Bisnis.com, JAKARTA — Pemerintah mencatat penerimaan cukai dari hasil pengolahan tembakau lainnya (HPTL) sepanjang 2020 berhasil mencapai Rp680,3 miliar. Jumlah tersebut meningkat 59,3 persen dibandingkan penerimaan pada periode tahun sebelumnya sebesar Rp427,1 miliar.
Kepala Subdirektorat Program Pengembangan Industri Minuman, Hasil Tembakau, dan Bahan Penyegar Kementerian Perindustrian (Kemenperin) Mogadishu Djati Ertanto cukup mengapresiasi sumbangan dari industri HPTL tersebut. Kendati belum cukup untuk menggantikan rokok konvensional.
Dia menilai dengan sumbangan cukai tersebut industri HPTL mengindikasikan pertumbuhan yang signifikan sepanjang tahun pertama pandemi Covid-19 lalu. Sayangnya, Mogadishu belum bisa menyebut pertumbuhan industri secara rinci.
"Kami belum mendapatkan data sehingga belum dapat cek hasil produksinya tetapi dengan penerimaancukai yang naik seharusnya dibarengi dengan jumlah produksi yang meningkat pula bahkan ketika masa pandemi," katanya dalam diskusi virtual Bedah Riset Persepsi Konsumen terhadap Rokok Elektrik, Kamis (21/1/2021).
Berdasarkan data Direktorat Jenderal Bea Cukai (DJBC) Kementerian Keuangan (Kemenkeu), penerimaan cukai HPTL pada 2019 disumbang oleh 238 pabrik yang memesan pita cukai. Mogadishu menyebutkan sebagian besar pabrik tersebut merupakan industri kecil menengah (IKM) yang sifatnya peracik.
Pabrik HPTL ini berada di hampir seluruh wilayah Indonesia dengan tingkat mayoritas persebaran berada di wilayah Jawa Barat atau berbeda dibandingkan dengan tingkat persebaran produsen rokok konvensional yang mayoritas berada di wilayah Jawa Tengah dan Jawa Timur.
Baca Juga
Menurut Mogadishu, dalam hal ini pemerintah masih akan terus mengamati perkembangan industri HPTL yang semakin berkembang saat ini. Pihaknnya pun akan mengembangkan standar regulasi yang cukup berbeda dengan negara lain.
"SNI akan dikembangkan sedikit berbeda dengan pendekatan yang lebih Indonesia tentunya. Kami akan sampaikan lebih lanjut ketika SNI sudah ada nantinya. Pastinya bukan hanya berfokus pada paramater yang membahayakan tetapi juga menunjukkan bahwa produk tersebut masih merupakan khas tembakau," ujar Mogadishu.
Saat ini rancangan SNI telah selesai melalui tahap jajak pendapat yang dilaksanakan dari 30 Desember 2020 lalu hingga 18 Januari 2021 ini. Langkah selanjutnya yakni penetapan rancangan SNI tersebut.
REGULASI
Kepala Pusat Studi Konstitusi Universitas Trisakti Trubus Rahardiansyah pun mendesak pemerintah agar segera membuat regulasi terkait dengan produk HTPL. Dia menyebut sejumlah negara seperti Inggris sudah memiliki regulasi yang mengatur mekanisme terkait penggunaan serta sanksi dalam rokok elektrik.
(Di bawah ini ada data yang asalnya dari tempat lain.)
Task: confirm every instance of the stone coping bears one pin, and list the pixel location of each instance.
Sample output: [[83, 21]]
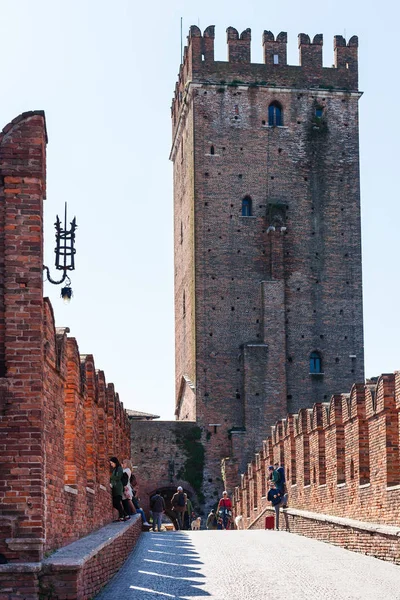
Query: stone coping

Regulasi menjadi penting, lanjut Trubus, guna meminimalisir produk ilegal yang marak terjadi di Indonesia. Hal itu sesuai hasil survei konsumen dalam temuan Multi Country Vaping Research oleh Health Diplomats dan kantar di enam negara termasuk Indonesia.
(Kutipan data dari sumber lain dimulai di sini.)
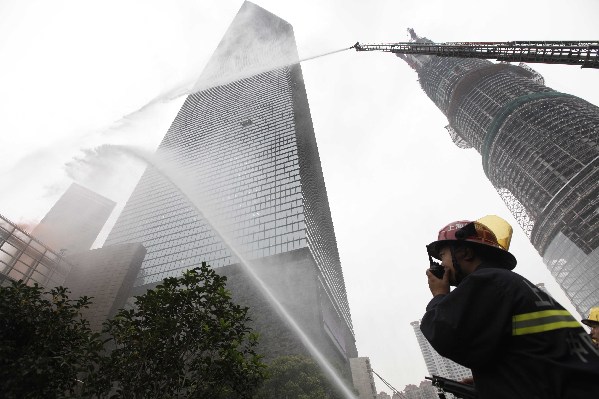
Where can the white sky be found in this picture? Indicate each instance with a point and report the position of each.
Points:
(70, 70)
"Kewaspadaan terhadap produk ilegal cukup tinggi di kalangan responden Indonesia. Sebanyak 50 persen responden percaya kandungan ilegal vape beresiko untuk kesehatan di mana angka itu lebih tinggi dibanding rerata enam negara lainnya yang hanya 42 persen. Sementara 90 persen responden setuju rokok elektrik harus diregulasi dan disediakan untuk perokok," katanya.